I work out at least 3 times a week, and usually eat healthy. My biggest thing is portion control. If the food is tasting paticularily tasty, I tend to eat alot of it. It doesn’t help that, I’m the only one in our family trying to get back into shape. I do realize that self control and will power has something to do with it, but I LOVE FOOD. How can one control the “hunger”?
Christine says
mkkitsch – eating slowly is another key to portion control but not always the easiest one.
I too lost about 40 pounds almost 8 years ago now and what worked for me was to eat nutritionally dense foods that are not calorically dense. I love to eat as well and have a hard time leaving the table if I don’t feel like I have eaten enough! What I do is fill my plate 1/2 (up to 3/4) full with fruits or vegetables, the next 1/4 is usually whole grains and then if there is room the other 1/4 is for my protein. I will also have a small serving of fat at most of my meals/snacks ie. almonds, flax oil, olive oil etc. This keeps me full for longer.

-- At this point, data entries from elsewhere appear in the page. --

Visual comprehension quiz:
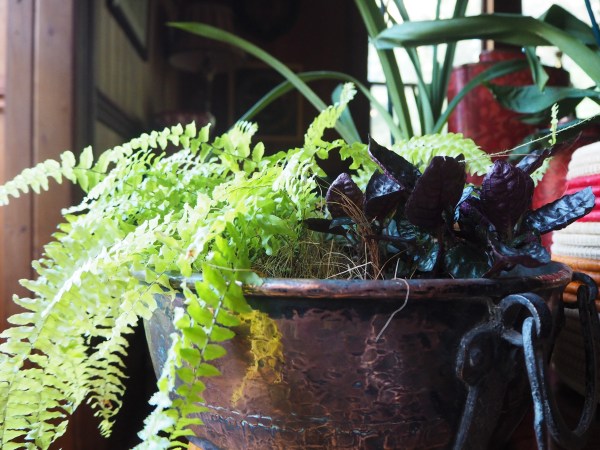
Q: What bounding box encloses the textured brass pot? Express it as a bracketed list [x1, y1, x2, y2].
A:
[146, 263, 592, 450]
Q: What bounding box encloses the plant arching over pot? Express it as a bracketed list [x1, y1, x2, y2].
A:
[0, 85, 594, 449]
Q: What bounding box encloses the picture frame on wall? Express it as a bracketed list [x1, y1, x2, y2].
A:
[106, 0, 150, 60]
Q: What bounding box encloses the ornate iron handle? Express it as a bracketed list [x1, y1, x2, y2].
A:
[454, 273, 600, 450]
[522, 272, 600, 450]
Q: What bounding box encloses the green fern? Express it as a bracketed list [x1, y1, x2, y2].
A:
[0, 85, 476, 449]
[0, 86, 360, 449]
[392, 133, 492, 175]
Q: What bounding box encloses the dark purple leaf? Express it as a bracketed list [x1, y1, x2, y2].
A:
[457, 196, 496, 234]
[444, 243, 491, 278]
[404, 155, 466, 230]
[525, 187, 596, 234]
[325, 173, 364, 218]
[485, 241, 550, 277]
[369, 137, 421, 190]
[365, 173, 404, 219]
[516, 145, 560, 175]
[480, 160, 533, 237]
[417, 239, 440, 272]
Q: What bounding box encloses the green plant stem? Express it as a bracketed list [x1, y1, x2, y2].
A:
[375, 14, 600, 85]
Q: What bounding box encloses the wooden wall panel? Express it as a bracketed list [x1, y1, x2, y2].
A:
[32, 0, 77, 258]
[0, 0, 35, 326]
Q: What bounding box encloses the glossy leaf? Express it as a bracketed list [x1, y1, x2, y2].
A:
[480, 160, 534, 236]
[525, 187, 596, 234]
[444, 243, 491, 278]
[486, 237, 550, 276]
[368, 138, 421, 190]
[365, 173, 404, 218]
[516, 145, 559, 175]
[325, 173, 365, 219]
[404, 155, 466, 230]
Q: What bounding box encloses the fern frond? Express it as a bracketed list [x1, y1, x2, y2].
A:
[392, 133, 492, 175]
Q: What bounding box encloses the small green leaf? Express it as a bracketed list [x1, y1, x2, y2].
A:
[202, 344, 227, 361]
[196, 363, 221, 377]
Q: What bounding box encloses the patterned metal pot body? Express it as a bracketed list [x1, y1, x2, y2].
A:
[146, 263, 571, 450]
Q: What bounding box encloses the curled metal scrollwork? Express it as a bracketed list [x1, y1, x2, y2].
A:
[454, 273, 600, 450]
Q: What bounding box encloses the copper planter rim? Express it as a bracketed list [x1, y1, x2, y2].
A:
[161, 261, 573, 301]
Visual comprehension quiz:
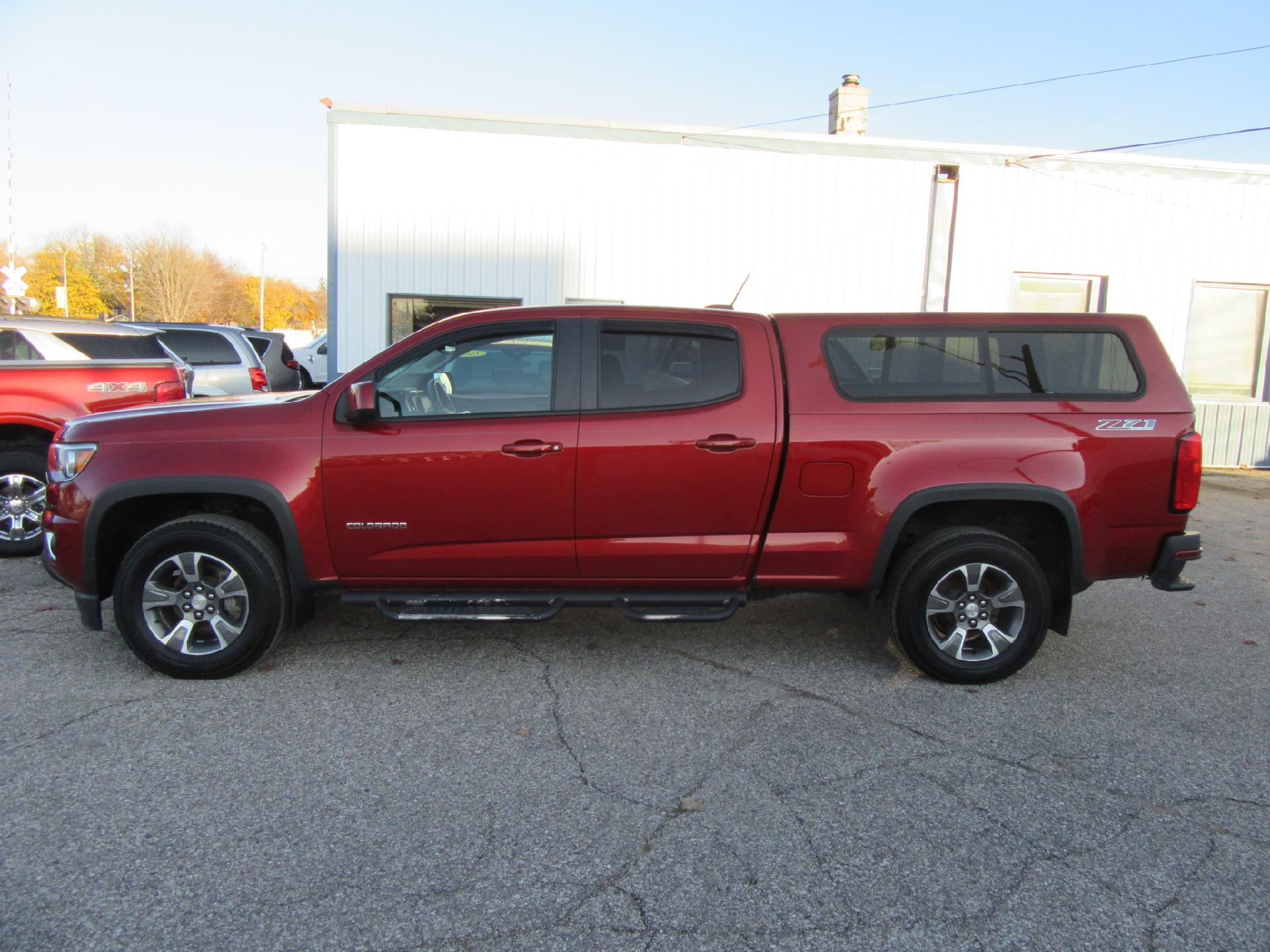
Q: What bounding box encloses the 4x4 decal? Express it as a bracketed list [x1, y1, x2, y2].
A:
[87, 379, 146, 393]
[1093, 418, 1156, 430]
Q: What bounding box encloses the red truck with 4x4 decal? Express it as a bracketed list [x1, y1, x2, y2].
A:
[44, 306, 1200, 682]
[0, 317, 188, 556]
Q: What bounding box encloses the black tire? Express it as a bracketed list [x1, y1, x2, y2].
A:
[888, 527, 1050, 684]
[114, 514, 290, 678]
[0, 447, 48, 557]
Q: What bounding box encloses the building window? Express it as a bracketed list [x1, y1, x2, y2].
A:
[389, 294, 521, 344]
[1183, 282, 1270, 400]
[1009, 272, 1107, 313]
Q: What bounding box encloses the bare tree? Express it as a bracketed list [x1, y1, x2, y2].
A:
[136, 230, 214, 321]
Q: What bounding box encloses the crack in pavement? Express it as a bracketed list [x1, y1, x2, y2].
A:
[650, 645, 1263, 842]
[562, 698, 775, 923]
[498, 636, 658, 810]
[0, 684, 177, 756]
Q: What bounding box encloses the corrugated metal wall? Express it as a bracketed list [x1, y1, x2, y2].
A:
[331, 117, 1270, 466]
[335, 124, 931, 371]
[1195, 403, 1270, 468]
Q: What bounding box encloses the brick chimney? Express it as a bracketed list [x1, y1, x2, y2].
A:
[829, 72, 868, 136]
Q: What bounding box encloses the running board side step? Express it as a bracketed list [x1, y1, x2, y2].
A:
[339, 592, 745, 622]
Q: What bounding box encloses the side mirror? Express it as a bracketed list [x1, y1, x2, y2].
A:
[345, 379, 380, 424]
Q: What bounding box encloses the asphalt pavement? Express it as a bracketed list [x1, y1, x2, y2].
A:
[0, 475, 1270, 952]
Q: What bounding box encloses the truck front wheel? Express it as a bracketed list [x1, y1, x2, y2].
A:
[0, 447, 46, 556]
[889, 527, 1050, 684]
[114, 514, 288, 678]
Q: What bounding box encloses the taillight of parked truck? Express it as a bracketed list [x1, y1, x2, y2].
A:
[155, 379, 185, 404]
[1169, 433, 1204, 513]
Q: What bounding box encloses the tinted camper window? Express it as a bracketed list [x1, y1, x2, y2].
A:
[824, 327, 1142, 400]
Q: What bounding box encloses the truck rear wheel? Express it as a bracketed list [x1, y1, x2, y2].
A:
[889, 527, 1050, 684]
[114, 516, 288, 678]
[0, 447, 47, 556]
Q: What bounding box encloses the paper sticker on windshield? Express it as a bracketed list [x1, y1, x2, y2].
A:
[1093, 418, 1156, 430]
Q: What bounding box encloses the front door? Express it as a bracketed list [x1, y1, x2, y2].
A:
[323, 320, 578, 585]
[578, 317, 776, 581]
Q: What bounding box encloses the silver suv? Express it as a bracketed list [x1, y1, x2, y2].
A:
[137, 323, 269, 397]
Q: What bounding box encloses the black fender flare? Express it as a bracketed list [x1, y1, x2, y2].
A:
[868, 483, 1089, 595]
[84, 476, 306, 606]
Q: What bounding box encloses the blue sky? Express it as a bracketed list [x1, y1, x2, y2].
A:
[7, 0, 1270, 282]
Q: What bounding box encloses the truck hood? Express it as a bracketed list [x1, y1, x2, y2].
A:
[62, 391, 326, 442]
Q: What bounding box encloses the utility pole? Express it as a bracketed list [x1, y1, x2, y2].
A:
[119, 254, 137, 321]
[62, 241, 71, 317]
[4, 73, 15, 313]
[261, 241, 264, 330]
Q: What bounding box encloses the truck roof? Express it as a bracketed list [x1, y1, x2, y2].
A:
[0, 315, 153, 337]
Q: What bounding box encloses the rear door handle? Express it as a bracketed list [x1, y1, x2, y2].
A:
[503, 439, 564, 456]
[697, 433, 754, 453]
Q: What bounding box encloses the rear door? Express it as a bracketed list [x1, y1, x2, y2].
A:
[578, 316, 777, 580]
[323, 319, 578, 585]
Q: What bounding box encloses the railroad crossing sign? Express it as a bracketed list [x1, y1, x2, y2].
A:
[0, 264, 26, 297]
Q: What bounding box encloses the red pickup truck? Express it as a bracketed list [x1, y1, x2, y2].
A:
[0, 317, 188, 556]
[43, 306, 1200, 682]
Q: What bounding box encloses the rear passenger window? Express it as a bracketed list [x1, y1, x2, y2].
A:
[163, 330, 240, 367]
[0, 329, 44, 360]
[599, 327, 740, 410]
[824, 327, 1142, 400]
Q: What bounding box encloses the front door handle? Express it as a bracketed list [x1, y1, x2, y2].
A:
[503, 439, 564, 457]
[697, 433, 754, 453]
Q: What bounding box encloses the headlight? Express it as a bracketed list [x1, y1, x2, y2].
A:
[48, 443, 97, 483]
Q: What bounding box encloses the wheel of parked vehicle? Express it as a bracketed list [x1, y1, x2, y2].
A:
[889, 527, 1050, 684]
[0, 447, 46, 556]
[114, 516, 288, 678]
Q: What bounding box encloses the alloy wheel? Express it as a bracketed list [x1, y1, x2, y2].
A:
[0, 472, 46, 542]
[141, 552, 250, 655]
[926, 563, 1026, 662]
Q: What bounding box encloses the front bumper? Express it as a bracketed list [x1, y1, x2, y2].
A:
[1151, 532, 1204, 592]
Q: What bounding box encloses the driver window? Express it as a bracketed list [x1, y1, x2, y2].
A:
[377, 333, 555, 418]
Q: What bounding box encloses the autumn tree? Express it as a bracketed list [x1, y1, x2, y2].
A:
[75, 231, 128, 315]
[24, 241, 109, 317]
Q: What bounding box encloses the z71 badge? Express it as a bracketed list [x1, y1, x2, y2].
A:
[1093, 419, 1156, 430]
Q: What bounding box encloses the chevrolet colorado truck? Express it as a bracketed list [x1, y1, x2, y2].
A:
[43, 306, 1201, 683]
[0, 317, 188, 556]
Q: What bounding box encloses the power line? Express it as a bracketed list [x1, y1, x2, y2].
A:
[685, 43, 1270, 138]
[1006, 126, 1270, 165]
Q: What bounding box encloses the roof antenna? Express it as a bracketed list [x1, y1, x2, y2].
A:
[706, 274, 749, 311]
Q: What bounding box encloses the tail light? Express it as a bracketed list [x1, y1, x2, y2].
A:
[1168, 433, 1204, 513]
[155, 379, 185, 404]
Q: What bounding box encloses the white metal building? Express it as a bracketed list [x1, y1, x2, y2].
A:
[327, 103, 1270, 466]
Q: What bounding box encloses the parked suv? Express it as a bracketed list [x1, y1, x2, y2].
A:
[244, 330, 300, 391]
[43, 306, 1201, 683]
[296, 334, 326, 389]
[136, 323, 269, 397]
[0, 317, 189, 556]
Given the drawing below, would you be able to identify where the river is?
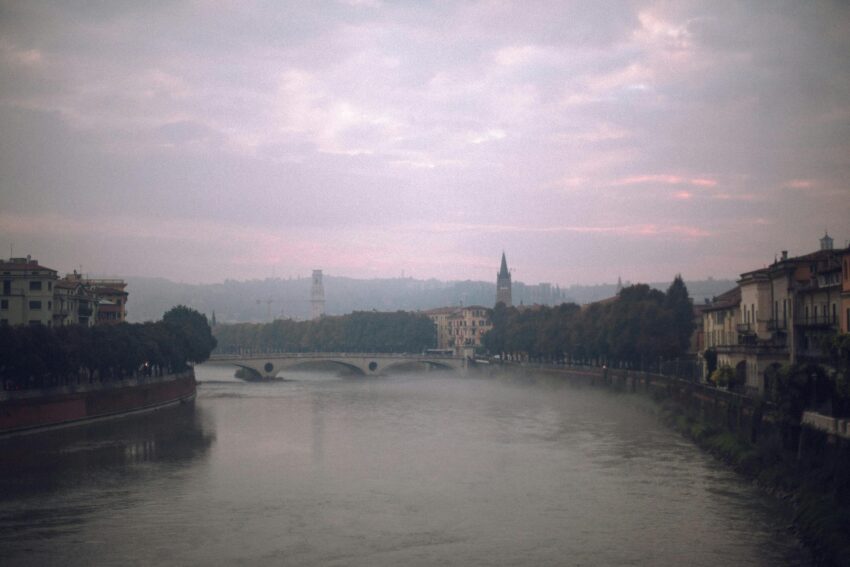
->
[0,365,805,566]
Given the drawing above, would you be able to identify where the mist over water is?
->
[0,366,802,566]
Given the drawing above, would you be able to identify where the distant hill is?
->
[127,275,735,323]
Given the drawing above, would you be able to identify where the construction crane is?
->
[257,297,274,322]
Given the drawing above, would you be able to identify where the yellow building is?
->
[425,305,493,354]
[0,256,57,326]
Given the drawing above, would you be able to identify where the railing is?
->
[209,349,463,362]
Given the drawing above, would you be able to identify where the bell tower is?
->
[310,270,325,319]
[496,252,513,307]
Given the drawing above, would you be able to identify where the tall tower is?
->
[496,252,513,307]
[310,270,325,319]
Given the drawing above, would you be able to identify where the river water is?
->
[0,365,805,566]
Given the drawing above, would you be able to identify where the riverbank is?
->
[488,365,850,565]
[0,370,196,436]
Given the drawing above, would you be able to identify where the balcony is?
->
[794,314,838,329]
[735,323,755,335]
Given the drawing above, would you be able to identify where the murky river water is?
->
[0,367,802,566]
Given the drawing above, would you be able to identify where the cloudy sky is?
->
[0,0,850,285]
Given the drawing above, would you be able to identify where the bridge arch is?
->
[209,353,467,379]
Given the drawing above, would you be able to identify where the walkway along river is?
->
[0,366,805,566]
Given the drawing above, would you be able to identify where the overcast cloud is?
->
[0,0,850,285]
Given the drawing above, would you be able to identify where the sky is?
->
[0,0,850,285]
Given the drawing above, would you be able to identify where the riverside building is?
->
[703,234,850,394]
[0,256,128,327]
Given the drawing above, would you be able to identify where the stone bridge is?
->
[207,352,467,380]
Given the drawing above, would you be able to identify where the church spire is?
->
[499,251,510,278]
[496,252,513,307]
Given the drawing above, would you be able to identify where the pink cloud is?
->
[612,174,717,187]
[785,179,815,189]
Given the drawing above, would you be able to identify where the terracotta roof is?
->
[703,287,741,312]
[0,262,56,273]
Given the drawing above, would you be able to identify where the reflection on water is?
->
[0,366,804,566]
[0,404,214,496]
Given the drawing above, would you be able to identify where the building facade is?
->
[425,305,493,354]
[496,252,513,307]
[53,272,98,327]
[703,235,850,393]
[0,256,128,327]
[839,248,850,333]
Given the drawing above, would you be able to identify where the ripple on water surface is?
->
[0,366,802,566]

Last trick – don’t wait until you are starving before you eat. This is when you tend to eat too much and choose the wrong things. Eat every 3-4 hours if you can and stay well hydrated.
Good luck!
Christine
Munchkin Legs says
WATER…I always drink water before every meal. I find it helps curb my appetite. I also will drink before a snack to, as sometimes I find I was actually thirsty, not hungry.
Good Luck
Kath says
mkkitsch, I hear you! I struggle with this every day. Having lost 40 pounds 2 years ago, though, I have found that two key things helped me most: first, my husband did it with me, so we could get rid of a lot of the temptation from our house, and second, I try to ensure I eat good, healthful foods regularly. If I have just had an apple or some grapes, I am far less likely to be tempted by candy. Hope that helps, and good luck!